Monday, October 26, 2009

Carts, Horses and Healthcare


Tyler Cowen takes a valid premise, and then gallops off in the wrong direction.
The proposals now before Congress would require just about everyone to buy health insurance or to get it through their employers — which would generally result in lower wages. In other words, millions of people would be compelled to spend lots of money on something they previously did not want, at least not at prevailing prices.
That is the unfortunate result of our current "no new taxes" culture. It would be better for the poor, as well as for uninsured and underinsured working Americans, if a sensible tax reform funded basic insurance. People could still choose between plans, but we wouldn't have to worry about subsidies or whether the cost of insurance will be too onerous on people of limited resources. Obviously, forcing people to buy insurance for a price they deem to high - let alone at a cost beyond what they can reasonably afford - could (would) create a lot of resentment.
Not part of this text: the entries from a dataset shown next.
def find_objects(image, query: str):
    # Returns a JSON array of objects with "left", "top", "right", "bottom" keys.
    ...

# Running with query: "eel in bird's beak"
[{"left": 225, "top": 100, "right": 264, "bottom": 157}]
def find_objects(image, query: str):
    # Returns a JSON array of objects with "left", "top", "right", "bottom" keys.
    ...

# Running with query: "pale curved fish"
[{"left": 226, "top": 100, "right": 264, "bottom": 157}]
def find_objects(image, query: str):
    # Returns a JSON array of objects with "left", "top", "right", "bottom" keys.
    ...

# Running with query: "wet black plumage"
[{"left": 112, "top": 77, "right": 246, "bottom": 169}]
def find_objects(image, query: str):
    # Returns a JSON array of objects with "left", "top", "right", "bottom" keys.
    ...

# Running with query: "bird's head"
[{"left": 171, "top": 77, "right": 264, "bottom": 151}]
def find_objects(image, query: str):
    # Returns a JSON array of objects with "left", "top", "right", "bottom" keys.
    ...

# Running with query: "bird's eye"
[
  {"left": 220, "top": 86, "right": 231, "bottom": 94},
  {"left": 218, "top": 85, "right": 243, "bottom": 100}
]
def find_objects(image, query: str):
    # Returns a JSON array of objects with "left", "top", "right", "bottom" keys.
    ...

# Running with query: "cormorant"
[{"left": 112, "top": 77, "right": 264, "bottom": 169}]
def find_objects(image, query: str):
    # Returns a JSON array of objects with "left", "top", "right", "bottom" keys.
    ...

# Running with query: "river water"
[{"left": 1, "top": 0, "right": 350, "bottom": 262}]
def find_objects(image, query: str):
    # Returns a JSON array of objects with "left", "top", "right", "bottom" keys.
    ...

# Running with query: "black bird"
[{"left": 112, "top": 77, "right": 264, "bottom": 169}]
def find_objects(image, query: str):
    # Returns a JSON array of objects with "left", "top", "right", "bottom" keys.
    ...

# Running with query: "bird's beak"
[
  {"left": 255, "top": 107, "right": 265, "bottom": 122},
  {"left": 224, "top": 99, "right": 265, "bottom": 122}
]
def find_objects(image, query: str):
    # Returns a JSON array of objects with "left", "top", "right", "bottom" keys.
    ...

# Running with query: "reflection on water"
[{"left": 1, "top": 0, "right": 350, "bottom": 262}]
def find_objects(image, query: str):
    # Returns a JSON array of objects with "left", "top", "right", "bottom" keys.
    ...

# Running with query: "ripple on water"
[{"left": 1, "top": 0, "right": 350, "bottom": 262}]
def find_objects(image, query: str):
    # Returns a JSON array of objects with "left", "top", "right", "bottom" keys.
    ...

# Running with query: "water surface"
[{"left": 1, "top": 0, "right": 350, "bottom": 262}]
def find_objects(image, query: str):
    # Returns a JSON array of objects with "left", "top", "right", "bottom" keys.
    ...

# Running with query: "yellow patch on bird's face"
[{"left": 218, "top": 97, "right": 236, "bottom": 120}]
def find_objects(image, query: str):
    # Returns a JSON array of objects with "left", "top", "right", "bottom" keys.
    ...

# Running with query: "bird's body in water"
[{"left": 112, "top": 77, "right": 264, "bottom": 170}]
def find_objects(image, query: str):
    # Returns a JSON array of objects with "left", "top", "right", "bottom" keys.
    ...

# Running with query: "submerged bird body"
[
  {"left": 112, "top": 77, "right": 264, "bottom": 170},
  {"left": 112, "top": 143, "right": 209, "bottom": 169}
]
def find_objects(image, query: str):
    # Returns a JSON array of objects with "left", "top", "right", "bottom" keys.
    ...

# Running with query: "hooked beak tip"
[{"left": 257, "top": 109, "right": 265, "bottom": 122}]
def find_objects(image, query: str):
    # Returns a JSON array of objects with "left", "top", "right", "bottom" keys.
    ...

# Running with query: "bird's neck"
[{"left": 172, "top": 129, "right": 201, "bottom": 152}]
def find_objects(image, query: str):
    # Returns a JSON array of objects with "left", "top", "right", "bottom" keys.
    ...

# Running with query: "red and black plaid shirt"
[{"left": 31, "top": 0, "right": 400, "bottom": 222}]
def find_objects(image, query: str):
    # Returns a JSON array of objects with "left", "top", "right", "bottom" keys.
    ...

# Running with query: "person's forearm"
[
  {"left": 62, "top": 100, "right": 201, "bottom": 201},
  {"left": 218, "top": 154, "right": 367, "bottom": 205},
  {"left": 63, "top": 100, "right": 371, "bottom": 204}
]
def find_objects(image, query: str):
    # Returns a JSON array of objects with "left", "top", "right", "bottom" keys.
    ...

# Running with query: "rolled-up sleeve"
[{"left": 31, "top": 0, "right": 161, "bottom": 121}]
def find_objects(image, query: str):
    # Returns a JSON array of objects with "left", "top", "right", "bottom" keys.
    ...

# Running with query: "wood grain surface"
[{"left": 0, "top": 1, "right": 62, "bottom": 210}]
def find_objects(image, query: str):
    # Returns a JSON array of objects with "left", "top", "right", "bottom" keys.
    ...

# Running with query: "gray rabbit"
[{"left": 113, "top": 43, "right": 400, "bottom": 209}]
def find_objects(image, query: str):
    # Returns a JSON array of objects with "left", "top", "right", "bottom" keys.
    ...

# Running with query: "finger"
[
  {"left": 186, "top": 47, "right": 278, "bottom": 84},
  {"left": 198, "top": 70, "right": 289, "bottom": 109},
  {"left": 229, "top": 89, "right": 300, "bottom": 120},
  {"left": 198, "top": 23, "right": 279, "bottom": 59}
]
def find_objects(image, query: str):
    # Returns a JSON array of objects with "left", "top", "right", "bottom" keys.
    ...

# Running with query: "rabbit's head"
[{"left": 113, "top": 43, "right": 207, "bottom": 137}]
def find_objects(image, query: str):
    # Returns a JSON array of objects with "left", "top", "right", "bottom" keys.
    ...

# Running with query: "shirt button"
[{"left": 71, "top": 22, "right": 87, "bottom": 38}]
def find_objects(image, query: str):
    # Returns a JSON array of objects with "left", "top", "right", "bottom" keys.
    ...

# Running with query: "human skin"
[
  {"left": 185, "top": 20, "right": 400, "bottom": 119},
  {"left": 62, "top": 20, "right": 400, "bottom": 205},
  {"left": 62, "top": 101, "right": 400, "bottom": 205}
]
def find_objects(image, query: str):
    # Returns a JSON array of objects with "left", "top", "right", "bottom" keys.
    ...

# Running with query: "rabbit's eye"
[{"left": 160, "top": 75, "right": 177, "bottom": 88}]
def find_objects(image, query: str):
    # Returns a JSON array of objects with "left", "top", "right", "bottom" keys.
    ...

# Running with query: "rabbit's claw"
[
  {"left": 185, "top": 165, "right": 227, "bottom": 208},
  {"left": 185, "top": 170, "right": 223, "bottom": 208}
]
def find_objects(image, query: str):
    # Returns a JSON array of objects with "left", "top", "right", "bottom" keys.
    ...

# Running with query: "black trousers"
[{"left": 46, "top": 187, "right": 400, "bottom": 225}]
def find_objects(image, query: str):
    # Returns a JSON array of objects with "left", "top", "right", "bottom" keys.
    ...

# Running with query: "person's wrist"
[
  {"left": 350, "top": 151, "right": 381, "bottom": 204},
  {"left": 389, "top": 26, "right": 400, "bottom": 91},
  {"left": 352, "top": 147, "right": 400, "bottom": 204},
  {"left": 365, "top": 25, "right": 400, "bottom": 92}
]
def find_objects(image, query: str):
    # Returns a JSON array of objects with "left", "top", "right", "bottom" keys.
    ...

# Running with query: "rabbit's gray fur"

However, I think his argument that national healthcare amounts to a tax that would discourage the poor from trying to earn more is absurd. First, I don't know of many people who even think that way - "No, boss, I'm turning down that raise because due to its effect on my health insurance subsidy I'll only put half of it in my pocket". (Without digressing into the vagaries of the human mind, there's evidence that earning "more than the next guy" is a much more compelling factor than take-home pay.) Second, people don't always have the luxury of turning down a promotion, even if they want to. Third, people actually do recognize that raises and promotions are incremental - this year's raise may not be as much as you would like, but maybe next year's will be better. Fourth, most people are happy to pocket extra money, even if they would prefer to have more.
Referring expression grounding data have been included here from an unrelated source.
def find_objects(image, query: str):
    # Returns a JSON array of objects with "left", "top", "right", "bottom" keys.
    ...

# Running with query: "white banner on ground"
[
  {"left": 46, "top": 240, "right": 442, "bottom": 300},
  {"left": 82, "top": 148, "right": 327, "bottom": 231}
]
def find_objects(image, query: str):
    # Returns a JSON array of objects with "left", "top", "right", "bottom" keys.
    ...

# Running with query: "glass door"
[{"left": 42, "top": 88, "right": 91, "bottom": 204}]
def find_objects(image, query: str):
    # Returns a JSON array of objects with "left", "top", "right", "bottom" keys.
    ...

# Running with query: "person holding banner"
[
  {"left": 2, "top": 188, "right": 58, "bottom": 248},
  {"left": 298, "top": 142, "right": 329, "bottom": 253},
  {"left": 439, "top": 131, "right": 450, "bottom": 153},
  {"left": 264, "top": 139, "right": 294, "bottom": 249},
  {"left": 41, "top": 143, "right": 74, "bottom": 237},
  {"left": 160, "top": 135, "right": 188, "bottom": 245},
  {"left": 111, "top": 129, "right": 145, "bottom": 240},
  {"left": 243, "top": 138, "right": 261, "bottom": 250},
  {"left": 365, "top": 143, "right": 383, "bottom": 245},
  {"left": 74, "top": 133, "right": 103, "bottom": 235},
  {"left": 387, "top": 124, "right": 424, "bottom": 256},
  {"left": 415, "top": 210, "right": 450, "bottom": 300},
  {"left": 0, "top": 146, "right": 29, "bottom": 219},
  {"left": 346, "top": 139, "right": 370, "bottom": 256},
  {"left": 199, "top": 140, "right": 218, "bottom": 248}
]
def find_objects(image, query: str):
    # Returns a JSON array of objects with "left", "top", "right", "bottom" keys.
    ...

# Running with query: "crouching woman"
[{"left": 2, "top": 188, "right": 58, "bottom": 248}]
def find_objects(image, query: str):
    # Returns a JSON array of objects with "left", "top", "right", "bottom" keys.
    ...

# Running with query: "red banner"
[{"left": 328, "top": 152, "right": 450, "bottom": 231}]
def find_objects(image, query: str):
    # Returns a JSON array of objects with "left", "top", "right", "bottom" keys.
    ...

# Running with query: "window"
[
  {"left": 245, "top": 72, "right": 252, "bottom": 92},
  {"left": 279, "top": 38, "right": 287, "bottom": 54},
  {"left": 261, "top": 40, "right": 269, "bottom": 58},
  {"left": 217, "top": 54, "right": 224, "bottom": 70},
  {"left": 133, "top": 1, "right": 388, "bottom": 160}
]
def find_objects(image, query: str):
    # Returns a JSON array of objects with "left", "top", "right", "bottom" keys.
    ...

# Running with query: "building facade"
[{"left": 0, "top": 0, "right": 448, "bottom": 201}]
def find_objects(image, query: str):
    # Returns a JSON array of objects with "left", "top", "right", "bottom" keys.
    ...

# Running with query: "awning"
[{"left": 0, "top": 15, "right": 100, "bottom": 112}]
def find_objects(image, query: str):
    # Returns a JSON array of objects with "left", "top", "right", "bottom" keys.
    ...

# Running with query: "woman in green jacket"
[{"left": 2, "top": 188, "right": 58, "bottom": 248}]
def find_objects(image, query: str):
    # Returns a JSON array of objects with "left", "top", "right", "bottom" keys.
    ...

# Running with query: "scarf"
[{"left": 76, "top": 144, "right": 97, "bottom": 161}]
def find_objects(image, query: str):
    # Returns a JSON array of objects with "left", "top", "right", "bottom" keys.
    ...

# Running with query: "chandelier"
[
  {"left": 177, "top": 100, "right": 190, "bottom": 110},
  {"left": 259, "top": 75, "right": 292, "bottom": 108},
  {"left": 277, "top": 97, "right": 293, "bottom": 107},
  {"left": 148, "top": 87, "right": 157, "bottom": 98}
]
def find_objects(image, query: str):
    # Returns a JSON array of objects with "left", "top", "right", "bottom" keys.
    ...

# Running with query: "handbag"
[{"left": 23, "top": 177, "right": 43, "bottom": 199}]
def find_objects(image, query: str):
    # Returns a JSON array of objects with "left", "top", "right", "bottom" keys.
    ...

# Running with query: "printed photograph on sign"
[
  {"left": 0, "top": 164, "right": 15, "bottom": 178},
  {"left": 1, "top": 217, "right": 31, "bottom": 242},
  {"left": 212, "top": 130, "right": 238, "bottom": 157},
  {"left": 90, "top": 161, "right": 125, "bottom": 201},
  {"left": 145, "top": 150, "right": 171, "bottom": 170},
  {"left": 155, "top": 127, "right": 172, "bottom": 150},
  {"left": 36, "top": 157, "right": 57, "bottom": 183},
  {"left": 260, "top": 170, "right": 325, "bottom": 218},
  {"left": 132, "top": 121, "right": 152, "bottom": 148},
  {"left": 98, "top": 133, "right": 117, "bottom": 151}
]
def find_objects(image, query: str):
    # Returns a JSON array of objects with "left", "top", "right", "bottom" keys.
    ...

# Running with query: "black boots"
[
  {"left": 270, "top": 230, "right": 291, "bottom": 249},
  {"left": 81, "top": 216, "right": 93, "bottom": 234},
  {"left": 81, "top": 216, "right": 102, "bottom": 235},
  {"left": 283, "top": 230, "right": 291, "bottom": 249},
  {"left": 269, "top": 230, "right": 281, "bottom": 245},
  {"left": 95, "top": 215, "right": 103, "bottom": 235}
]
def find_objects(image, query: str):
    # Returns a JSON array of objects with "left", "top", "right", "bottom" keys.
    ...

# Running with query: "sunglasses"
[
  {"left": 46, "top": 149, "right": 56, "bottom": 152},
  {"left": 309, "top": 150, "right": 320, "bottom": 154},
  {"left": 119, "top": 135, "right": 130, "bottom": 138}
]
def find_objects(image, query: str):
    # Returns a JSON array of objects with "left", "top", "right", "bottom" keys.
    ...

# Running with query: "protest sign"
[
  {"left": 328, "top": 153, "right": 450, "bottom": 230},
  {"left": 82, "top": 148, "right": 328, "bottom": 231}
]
But I digress. The argument he offers that I find to be most flawed is this:
We’re often told that America should copy the health care institutions of Western Europe. Yet we’re failing to copy the single most important lesson from those systems — namely, to put cost control first.
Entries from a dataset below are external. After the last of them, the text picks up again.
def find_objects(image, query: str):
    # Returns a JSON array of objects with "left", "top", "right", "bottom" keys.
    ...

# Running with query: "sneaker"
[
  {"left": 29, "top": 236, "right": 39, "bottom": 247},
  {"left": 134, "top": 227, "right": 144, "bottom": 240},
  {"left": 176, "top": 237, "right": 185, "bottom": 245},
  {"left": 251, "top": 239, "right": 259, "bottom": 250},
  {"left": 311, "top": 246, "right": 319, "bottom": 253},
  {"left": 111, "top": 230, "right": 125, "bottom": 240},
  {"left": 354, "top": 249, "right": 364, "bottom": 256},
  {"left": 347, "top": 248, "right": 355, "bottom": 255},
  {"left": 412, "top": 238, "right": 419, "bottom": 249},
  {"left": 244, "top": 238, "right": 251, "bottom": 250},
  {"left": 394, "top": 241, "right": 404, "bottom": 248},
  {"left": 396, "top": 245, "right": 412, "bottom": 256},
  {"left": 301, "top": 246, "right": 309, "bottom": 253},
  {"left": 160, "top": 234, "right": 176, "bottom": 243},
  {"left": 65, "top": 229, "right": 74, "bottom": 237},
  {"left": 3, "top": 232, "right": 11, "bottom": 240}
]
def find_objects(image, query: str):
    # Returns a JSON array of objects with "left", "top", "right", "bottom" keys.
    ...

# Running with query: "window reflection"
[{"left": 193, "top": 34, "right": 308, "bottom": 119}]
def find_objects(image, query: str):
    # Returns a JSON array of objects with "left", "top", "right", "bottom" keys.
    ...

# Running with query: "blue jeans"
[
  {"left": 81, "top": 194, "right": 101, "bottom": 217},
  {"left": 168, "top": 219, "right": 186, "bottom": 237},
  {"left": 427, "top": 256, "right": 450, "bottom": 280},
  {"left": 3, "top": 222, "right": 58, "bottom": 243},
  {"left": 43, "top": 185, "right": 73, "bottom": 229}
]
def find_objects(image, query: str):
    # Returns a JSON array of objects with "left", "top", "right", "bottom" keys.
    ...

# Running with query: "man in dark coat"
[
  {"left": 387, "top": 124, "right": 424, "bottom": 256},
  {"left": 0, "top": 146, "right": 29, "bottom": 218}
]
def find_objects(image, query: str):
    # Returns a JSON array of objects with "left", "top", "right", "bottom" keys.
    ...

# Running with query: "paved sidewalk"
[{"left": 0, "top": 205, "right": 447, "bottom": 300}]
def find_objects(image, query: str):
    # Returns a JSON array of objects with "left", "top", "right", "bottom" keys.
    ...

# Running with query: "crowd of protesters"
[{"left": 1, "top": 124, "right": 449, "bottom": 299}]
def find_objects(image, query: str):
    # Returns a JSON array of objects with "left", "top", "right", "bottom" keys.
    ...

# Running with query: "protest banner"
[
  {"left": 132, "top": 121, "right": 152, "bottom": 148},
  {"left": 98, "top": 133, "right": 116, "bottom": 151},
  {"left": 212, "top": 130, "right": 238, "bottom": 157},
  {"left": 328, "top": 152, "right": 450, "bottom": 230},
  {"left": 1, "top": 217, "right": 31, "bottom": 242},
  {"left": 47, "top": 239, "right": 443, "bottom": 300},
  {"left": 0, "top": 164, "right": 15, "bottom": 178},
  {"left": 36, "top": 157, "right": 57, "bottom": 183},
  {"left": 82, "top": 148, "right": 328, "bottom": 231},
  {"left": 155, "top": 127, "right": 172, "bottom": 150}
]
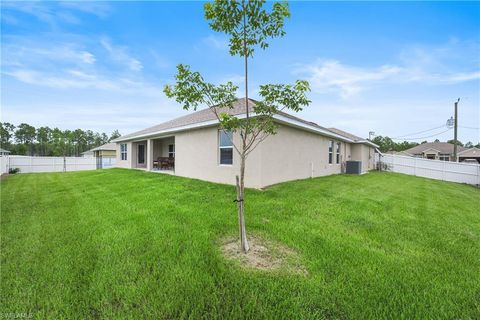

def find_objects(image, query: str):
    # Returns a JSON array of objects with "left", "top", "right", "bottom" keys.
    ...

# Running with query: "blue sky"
[{"left": 1, "top": 1, "right": 479, "bottom": 143}]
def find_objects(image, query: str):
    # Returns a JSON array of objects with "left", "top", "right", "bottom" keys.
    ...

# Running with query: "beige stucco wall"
[
  {"left": 351, "top": 144, "right": 375, "bottom": 173},
  {"left": 174, "top": 126, "right": 262, "bottom": 188},
  {"left": 115, "top": 123, "right": 376, "bottom": 188},
  {"left": 259, "top": 125, "right": 350, "bottom": 187},
  {"left": 115, "top": 142, "right": 133, "bottom": 169},
  {"left": 96, "top": 150, "right": 116, "bottom": 157}
]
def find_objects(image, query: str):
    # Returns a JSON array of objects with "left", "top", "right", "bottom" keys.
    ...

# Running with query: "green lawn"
[{"left": 1, "top": 169, "right": 479, "bottom": 319}]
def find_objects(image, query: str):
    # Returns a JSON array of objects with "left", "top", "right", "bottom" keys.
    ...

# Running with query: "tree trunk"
[
  {"left": 236, "top": 156, "right": 249, "bottom": 253},
  {"left": 235, "top": 147, "right": 250, "bottom": 254},
  {"left": 235, "top": 0, "right": 249, "bottom": 254}
]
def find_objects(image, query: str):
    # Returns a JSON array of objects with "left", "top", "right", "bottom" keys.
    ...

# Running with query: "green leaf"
[{"left": 204, "top": 0, "right": 290, "bottom": 57}]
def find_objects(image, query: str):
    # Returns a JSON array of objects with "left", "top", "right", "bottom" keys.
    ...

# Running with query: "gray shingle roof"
[
  {"left": 404, "top": 142, "right": 466, "bottom": 155},
  {"left": 114, "top": 98, "right": 371, "bottom": 144},
  {"left": 116, "top": 98, "right": 249, "bottom": 141},
  {"left": 327, "top": 127, "right": 365, "bottom": 142},
  {"left": 86, "top": 143, "right": 117, "bottom": 152}
]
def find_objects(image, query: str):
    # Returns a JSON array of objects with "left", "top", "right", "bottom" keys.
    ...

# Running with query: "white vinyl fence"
[
  {"left": 1, "top": 156, "right": 8, "bottom": 175},
  {"left": 380, "top": 154, "right": 480, "bottom": 186},
  {"left": 97, "top": 157, "right": 116, "bottom": 169},
  {"left": 5, "top": 156, "right": 97, "bottom": 173}
]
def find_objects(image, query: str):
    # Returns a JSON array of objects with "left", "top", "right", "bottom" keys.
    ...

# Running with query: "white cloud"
[
  {"left": 295, "top": 59, "right": 402, "bottom": 98},
  {"left": 80, "top": 51, "right": 96, "bottom": 64},
  {"left": 447, "top": 72, "right": 480, "bottom": 82},
  {"left": 202, "top": 35, "right": 229, "bottom": 50},
  {"left": 296, "top": 59, "right": 480, "bottom": 99},
  {"left": 296, "top": 41, "right": 480, "bottom": 99},
  {"left": 100, "top": 38, "right": 143, "bottom": 71},
  {"left": 59, "top": 2, "right": 112, "bottom": 18},
  {"left": 2, "top": 40, "right": 96, "bottom": 68},
  {"left": 1, "top": 1, "right": 111, "bottom": 27},
  {"left": 4, "top": 68, "right": 166, "bottom": 98}
]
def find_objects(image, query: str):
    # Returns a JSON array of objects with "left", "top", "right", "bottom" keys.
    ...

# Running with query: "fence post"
[
  {"left": 414, "top": 157, "right": 417, "bottom": 176},
  {"left": 477, "top": 164, "right": 480, "bottom": 187},
  {"left": 442, "top": 160, "right": 446, "bottom": 181}
]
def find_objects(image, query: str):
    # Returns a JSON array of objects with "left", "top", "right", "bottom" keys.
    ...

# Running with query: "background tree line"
[
  {"left": 0, "top": 122, "right": 121, "bottom": 156},
  {"left": 371, "top": 135, "right": 480, "bottom": 153}
]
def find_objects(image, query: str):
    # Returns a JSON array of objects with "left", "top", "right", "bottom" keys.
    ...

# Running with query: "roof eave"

Which European nation, in adopting a national healthcare plan, put cost control first? It seems to me to have been quite the opposite - that national healthcare plans were implemented in order to properly serve the needs of the nation's population, and that concerns about cost control arose considerably later. It may well be that, once a nation has implemented a national healthcare plan, cost control becomes a leading consideration, but the plan still comes first. If anything, doesn't Cowen's argument support the idea that the best way to make cost control a priority is to extend insurance to everybody through a nationally managed program?